Monday, February 14, 2011

Eggplant Gyoza, Orange Tempeh with Udon Noodles & Green Beans

Gyoza is a dumpling popular in Japan similar to a potsticker. Cooking methods vary. They can be steamed, deep-fried, boil or pan fried. Gyoza wrappers are slightly thicker than wonton wrappers and are circles rather than squares. Since it is Valentine's Day, I sealed them then stamped them out with a heart cutter (festive I know). I prefer to boil my gyoza but pan-frying them afterwards to crisp and brown the bottoms adds a nice touch. Since the orange tempeh in this dish is pan-fried, I kept these gyoza soft from just a quick boil.

Caramelized eggplant, jalapeno and thai basil stuffed in gyoza wrappers and quickly boiled. Sweet and spicy orange tempeh, marinated first then fried until crispy and coated back in the thick, fresh orange sauce. Served with crisp green beans and udon noodles.

Eggplant Gyoza
Japanese potstickers
1 eggplant, peeled, sliced into 1/2" slices
4 tbl extra virgin olive oil, divided
1 yellow onion, minced
1/2 serrano pepper, seeded and minced
3 garlic cloves, minced
pinch red pepper flakes
1/2 tsp pepper
1 tsp organic cane sugar
1 tsp toasted sesame oil
1 tbl black sesame seeds
8 thai basil leaves, chiffonade
gyoza wrappers

Heavily salt both sides of the eggplant slices, lay on paper towels and let the salt draw out the excess moisture for 30 minutes.

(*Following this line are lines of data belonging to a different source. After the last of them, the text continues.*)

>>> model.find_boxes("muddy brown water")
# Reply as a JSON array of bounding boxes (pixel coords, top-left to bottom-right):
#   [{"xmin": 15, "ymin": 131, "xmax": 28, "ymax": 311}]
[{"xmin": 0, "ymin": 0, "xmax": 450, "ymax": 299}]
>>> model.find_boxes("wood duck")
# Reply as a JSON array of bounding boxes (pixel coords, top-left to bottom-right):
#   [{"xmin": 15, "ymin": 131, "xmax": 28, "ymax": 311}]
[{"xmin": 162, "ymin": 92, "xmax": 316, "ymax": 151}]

Pat dry and dice into small cubes.
Saute the onions and jalapeno with 2 tbl oil over medium heat until soft and fragrant, 7 minutes. Add the garlic, red pepper flakes, 1/2 tsp salt, pepper and sugar. Toss. Add the eggplant and remaining 2 tbl of oil and saute over medium-high heat until the eggplant is soft and has caramelized, 10 minutes. Add the sesame oil, black sesame seeds and basil and remove from the heat and let cool.
Lay out 10 wrappers and wet the borders with some cold water. Fill the center with 1 tsp of filling and add another wrapper on top, sealing the sides down. Continue until all the filling has been used.
Bring a large pot of salted water to a boil. Add 5 or 6 gyoza at a time and boil for 4 minutes or until they float to the top and the wrapper is cooked through. Drain and serve hot.
Optional- Heat 2 more tbl of oil up in a saute pan and quickly brown both sides to crisp after boiling.

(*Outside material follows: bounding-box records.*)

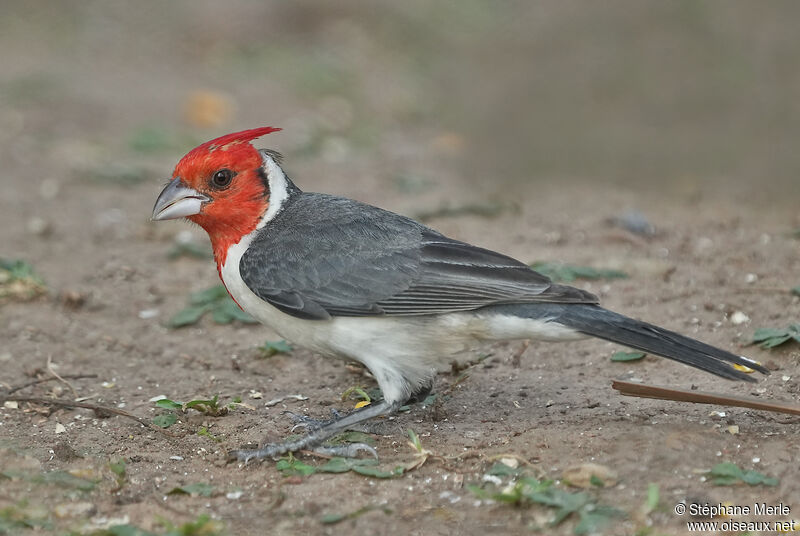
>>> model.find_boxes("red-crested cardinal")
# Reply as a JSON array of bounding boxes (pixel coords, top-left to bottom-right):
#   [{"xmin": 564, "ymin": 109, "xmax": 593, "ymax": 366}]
[{"xmin": 153, "ymin": 127, "xmax": 769, "ymax": 461}]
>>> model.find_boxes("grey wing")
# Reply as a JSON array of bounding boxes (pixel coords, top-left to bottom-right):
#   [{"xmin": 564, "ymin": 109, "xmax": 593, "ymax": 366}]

Chinese-Style Orange Tempeh
1 1/2 cup water
1/4 cup fresh orange juice
zest of one orange
4 dried red chilies
2 scallions, both green and white parts, roughly chopped
1 cup organic dark brown sugar
1/2 tsp grated fresh ginger
2 tbl lemon juice
1/2 cup rice vinegar
3 tbl tamari
3 garlic cloves, minced

1 square tempeh, cut into cubes
1/2 cup ap flour
1 tsp salt
1 tsp pepper
1/4 cup olive oil
3 tbl cornstarch
2 tbl water
1 orange, sliced thinly for garnish

Combine all of the sauce ingredients in a small pot. Bring to a simmer and cook for 5 minutes to thicken. Pour over the tempeh cubes and marinate for at least 2 hours.
Drain the tempeh from the marinade, reserving the sauce.
Combine the flour, salt and pepper in a bowl or bag and toss the tempeh to coat.
Pan fry in olive oil until crispy. Drain on a paper bag or towel.
Combine the cornstarch in water in a small bowl and whisk until smooth.
Wipe the excess oil out of the pan and add the reserved marinade, bring to a boil. Add the cornstarch slurry and whisk to combine until dissolved. Add tempeh, reduce the heat to medium low and and cook the tempeh for 5 minutes in the sauce.
Garnish with orange slices and scallions

Udon Noodles and Green Beans
6oz fresh udon noodles
8 oz fresh green beans, ends trimmed
2 tbl extra virgin olive oil
salt and pepper

Preheat the oven to 425.
Arrange the green beans in a single layer on a baking sheet and drizzle with oil and salt and pepper to taste. Roast for 10 minutes until slightly charred but still crisp.
Bring a large pot of boiling water to a boil. Add the noodles and cook until tender, 2-3 minutes or according to the package instructions. Drain and serve hot with orange tempeh.